La comunità cristiana è importante che “sia presente in vari momenti dei percorsi giudiziari: entra in carcere come richiesto dall’Ordinamento penitenziario per il sostegno morale e per avviare percorsi di reinserimento; nel territorio per accogliere e accompagnare durante la misura alternativa, in particolare con l’accoglienza residenziale per chi non ha una casa e favorendo l’inserimento lavorativo; per creare una cultura della giustizia riparativa, al fine di tener presenti in ugual misura i bisogni delle vittime, degli autori e di tutti coloro che hanno subito un danno dal reato, sostenendo dialoghi e incontri che possono portare ad un senso di giustizia più pieno”. È l’invito contenuto in un documento di Caritas italiana diffuso oggi nel corso del convegno in corso a Roma sul tema “Giustizia e speranza: la comunità cristiana tra carcere e territorio”. Scopo dell’incontro è riflettere sulle attuali condizioni di vita all’interno delle strutture detentive e sul ruolo che la comunità cristiana può e deve avere nella costruzione di percorsi di riscatto e reintegrazione. L’incontro, alla vigilia del Giubileo, vuole valorizzare il ruolo profetico della Chiesa anche “trovando nuove forme per restituire dignità e speranza a chi ha sbagliato”. L’esperienza di operatori e volontari Caritas che operano in questo ambito porta a dire che è doveroso favorire percorsi in cui le persone sono “fuori dal carcere, il prima possibile e accompagnate”, sempre in un’ottica di legalità e di rispetto delle normative vigenti.
Nel documento si ricorda che l’opera di “visitare i carcerati” è “un’azione di misericordia impegnativa sia per la difficoltà di accesso al carcere che per il pregiudizio verso chi è detenuto”. La Chiesa italiana, in particolare attraverso le Caritas, è attiva in molte iniziative di sostegno per le persone detenute, sia dentro che fuori dal carcere.

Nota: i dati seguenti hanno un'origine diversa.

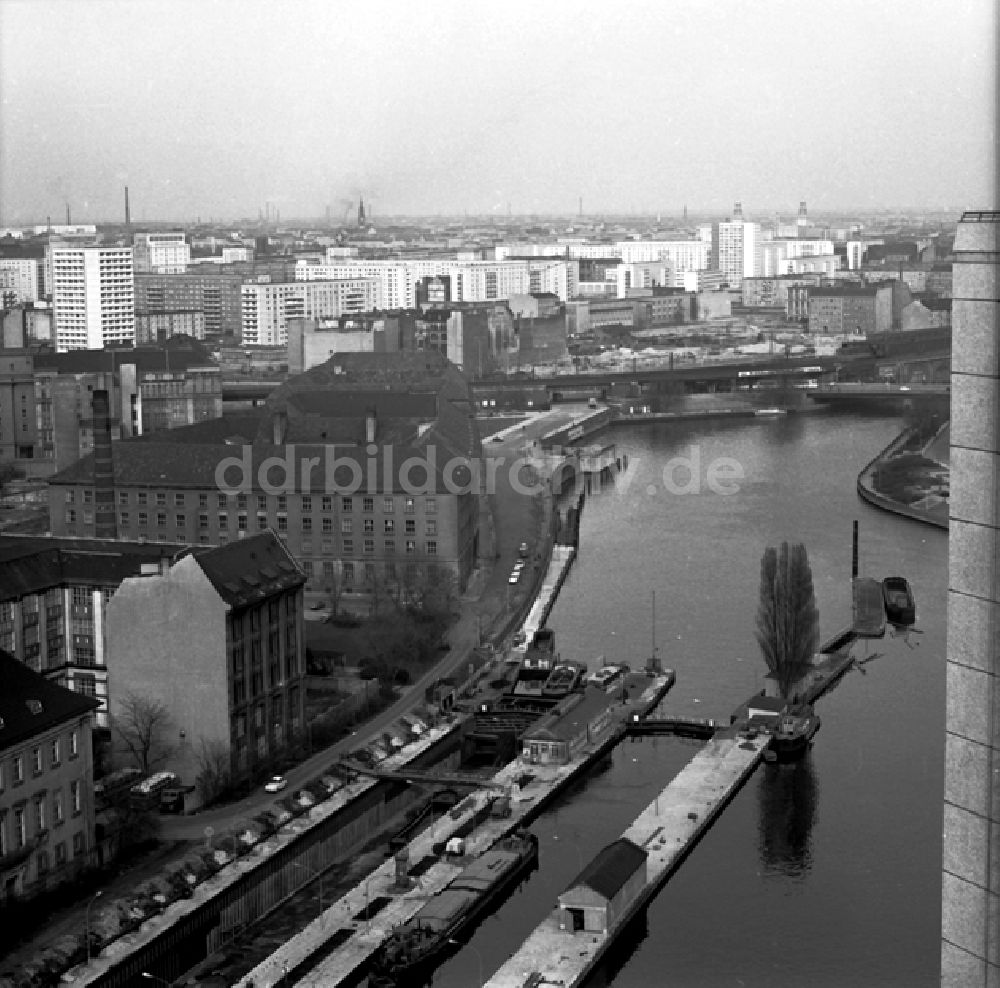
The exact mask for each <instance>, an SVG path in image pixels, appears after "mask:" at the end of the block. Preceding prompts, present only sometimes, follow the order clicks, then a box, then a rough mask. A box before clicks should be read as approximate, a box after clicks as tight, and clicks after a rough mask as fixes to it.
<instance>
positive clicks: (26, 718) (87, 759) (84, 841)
mask: <svg viewBox="0 0 1000 988" xmlns="http://www.w3.org/2000/svg"><path fill="white" fill-rule="evenodd" d="M0 682H2V683H3V689H2V690H0V904H4V905H6V904H8V903H9V902H10V900H12V899H15V898H21V897H25V896H29V895H34V894H37V893H38V892H42V891H44V890H45V889H47V888H50V887H52V886H54V885H58V884H59V883H60V882H62V881H65V880H66V879H68V878H71V877H73V876H74V875H75V874H76V873H77V872H78V871H79V870H80V868H82V867H85V866H86V865H87V864H89V863H90V856H91V853H92V851H93V848H94V804H93V749H92V745H91V740H90V730H91V716H92V712H93V710H94V708H95V707H96V706H97V703H96V701H95V700H93V699H91V698H90V697H86V696H81V695H80V694H79V693H73V692H71V691H70V690H67V689H63V688H62V687H61V686H57V685H56V684H55V683H51V682H49V681H48V680H47V679H46V678H45V677H44V676H40V675H39V674H38V673H37V672H33V671H32V670H31V669H29V668H28V667H27V666H25V665H24V664H23V663H21V662H18V661H17V659H15V658H14V657H13V656H12V655H10V654H8V653H7V652H6V651H4V650H3V649H2V648H0Z"/></svg>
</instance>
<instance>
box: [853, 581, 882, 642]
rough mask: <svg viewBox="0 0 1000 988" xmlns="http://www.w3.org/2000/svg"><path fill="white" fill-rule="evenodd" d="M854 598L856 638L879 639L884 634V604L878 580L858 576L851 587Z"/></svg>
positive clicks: (881, 590)
mask: <svg viewBox="0 0 1000 988" xmlns="http://www.w3.org/2000/svg"><path fill="white" fill-rule="evenodd" d="M852 590H853V596H854V625H853V631H854V634H855V635H856V636H857V637H858V638H881V637H882V636H883V635H884V634H885V602H884V601H883V599H882V585H881V584H880V583H879V581H878V580H872V579H870V578H869V577H864V576H858V577H855V578H854V584H853V587H852Z"/></svg>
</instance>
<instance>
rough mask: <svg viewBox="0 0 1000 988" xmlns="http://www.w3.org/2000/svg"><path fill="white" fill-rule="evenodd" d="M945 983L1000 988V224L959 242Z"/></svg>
mask: <svg viewBox="0 0 1000 988" xmlns="http://www.w3.org/2000/svg"><path fill="white" fill-rule="evenodd" d="M954 299H955V302H954V306H955V307H954V313H953V316H954V335H953V339H952V377H951V516H950V537H949V570H950V574H949V588H950V589H949V591H948V664H947V726H946V735H945V790H944V854H943V862H942V868H943V874H942V917H941V940H942V943H941V974H942V977H941V983H942V985H944V986H947V988H952V986H954V988H987V986H988V988H1000V340H998V334H1000V319H998V314H1000V212H974V213H965V214H964V215H963V217H962V221H961V222H960V223H959V225H958V234H957V237H956V239H955V265H954Z"/></svg>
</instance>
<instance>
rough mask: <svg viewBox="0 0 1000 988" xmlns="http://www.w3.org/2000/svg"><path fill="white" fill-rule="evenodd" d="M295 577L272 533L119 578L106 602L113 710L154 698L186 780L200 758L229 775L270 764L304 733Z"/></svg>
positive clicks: (176, 764) (288, 553)
mask: <svg viewBox="0 0 1000 988" xmlns="http://www.w3.org/2000/svg"><path fill="white" fill-rule="evenodd" d="M304 583H305V576H304V575H303V574H302V572H301V571H300V569H299V568H298V566H297V565H296V564H295V561H294V559H292V557H291V556H290V555H289V553H288V551H287V549H285V547H284V546H283V545H282V543H281V541H280V540H279V539H278V538H277V537H276V536H275V534H274V533H273V532H262V533H260V534H258V535H254V536H249V537H248V538H246V539H244V540H242V541H236V542H232V543H230V544H229V545H224V546H219V547H217V548H214V549H198V548H193V549H190V550H187V551H186V552H182V553H180V554H179V555H177V556H175V557H174V558H173V559H172V560H171V562H170V564H169V566H166V567H164V568H163V569H162V571H159V572H156V573H151V574H148V575H139V576H131V577H127V578H126V579H124V580H123V581H122V583H121V586H120V587H119V588H118V590H117V592H116V593H115V595H114V596H113V597H112V598H111V601H110V602H109V604H108V609H107V625H108V628H107V639H108V669H109V672H110V675H111V684H112V689H113V694H112V697H111V712H112V718H113V717H114V715H115V712H116V710H117V709H118V704H119V702H120V700H121V698H123V697H127V696H128V695H129V694H135V695H138V696H141V697H145V698H148V699H149V700H152V701H154V702H158V703H161V704H163V706H164V707H165V708H166V710H167V712H168V714H169V717H170V727H171V737H172V738H176V739H179V740H177V741H176V743H175V744H174V746H173V751H172V752H171V755H170V762H169V768H170V770H171V771H173V772H174V773H176V774H177V775H178V776H179V777H180V778H181V780H182V781H184V782H186V783H189V784H190V783H193V782H194V781H195V780H196V779H197V778H198V776H199V775H200V774H201V773H202V771H203V770H204V768H205V763H206V758H223V759H225V761H224V768H226V769H228V771H229V773H230V774H231V776H232V778H233V779H235V780H242V779H244V778H247V777H250V776H253V775H256V774H260V773H262V772H264V771H266V770H268V769H269V768H271V767H272V766H273V765H274V762H275V759H276V758H277V757H278V756H280V755H281V754H283V753H284V752H285V751H286V749H287V748H288V747H289V746H291V745H295V744H296V743H299V742H300V741H301V739H302V736H303V733H304V731H305V723H306V721H305V692H306V690H305V674H306V668H305V666H306V663H305V643H304V632H303V593H302V588H303V585H304ZM178 615H183V620H178Z"/></svg>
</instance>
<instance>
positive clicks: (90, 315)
mask: <svg viewBox="0 0 1000 988" xmlns="http://www.w3.org/2000/svg"><path fill="white" fill-rule="evenodd" d="M48 263H49V265H50V268H51V272H52V311H53V323H54V329H55V341H56V349H57V350H59V351H60V352H63V351H66V350H100V349H102V348H103V347H105V346H115V345H121V344H131V343H133V342H134V341H135V288H134V283H133V270H132V248H131V247H96V246H75V245H72V244H50V245H49V248H48Z"/></svg>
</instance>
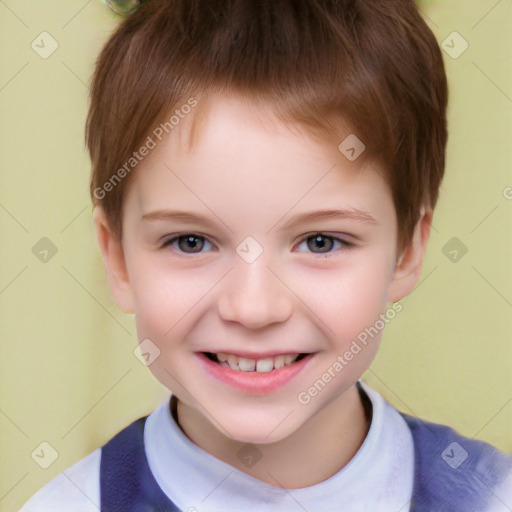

Attualmente, le carceri italiane ospitano 61.862 persone recluse con un sovraffollamento significativo che incide sulle condizioni detentive. Tra queste, 45.404 persone stanno effettivamente scontando una condanna, ed un terzo di loro ha una pena inferiore ai due anni. Fuori dal carcere ci sono 140.718 persone in carico agli Uffici di Esecuzione penale esterna, di cui 91.369 che sta eseguendo un percorso giuridico fuori dal carcere . In sostanza, in Italia 2 persone su 3 stanno seguendo un percorso giuridico fuori dal carcere. “Vari studi mostrano che la recidiva è significativamente inferiore per chi sconta almeno una parte della pena fuori dal carcere e anche i costi relativi ai percorsi esterni al carcere sono nettamente inferiori rispetto alla detenzione in cella. L’esecuzione della pena fuori dal carcere è vantaggiosa e consente alle persone condannate maggiori possibilità di recupero”, rileva Caritas italiana.
“È fuori dal carcere che avviene l’incontro con la comunità che esprime il bisogno di sicurezza e si aspetta azioni di responsabilità, ma che sa anche aprire le braccia per accogliere e sostenere – si legge nel documento -. Uscire il prima possibile significa limitare gli effetti negativi della detenzione e dei luoghi di detenzione, che hanno ripercussioni sfavorevoli anche sui familiari, in particolare sui figli minorenni. Accompagnare il passaggio dalla reclusione alla libertà spesso fa la differenza perché questo momento è sempre molto delicato, ed è alto il rischio di compiere scelte sbagliate se ci si trova da soli. La presenza di figure che accompagnano è utile anche per facilitare l’incontro con la comunità, accogliendo le ritrosie, le paure e dubbi di chi si chiede se è davvero maturata la capacità di rispettare le regole ed essere responsabili”.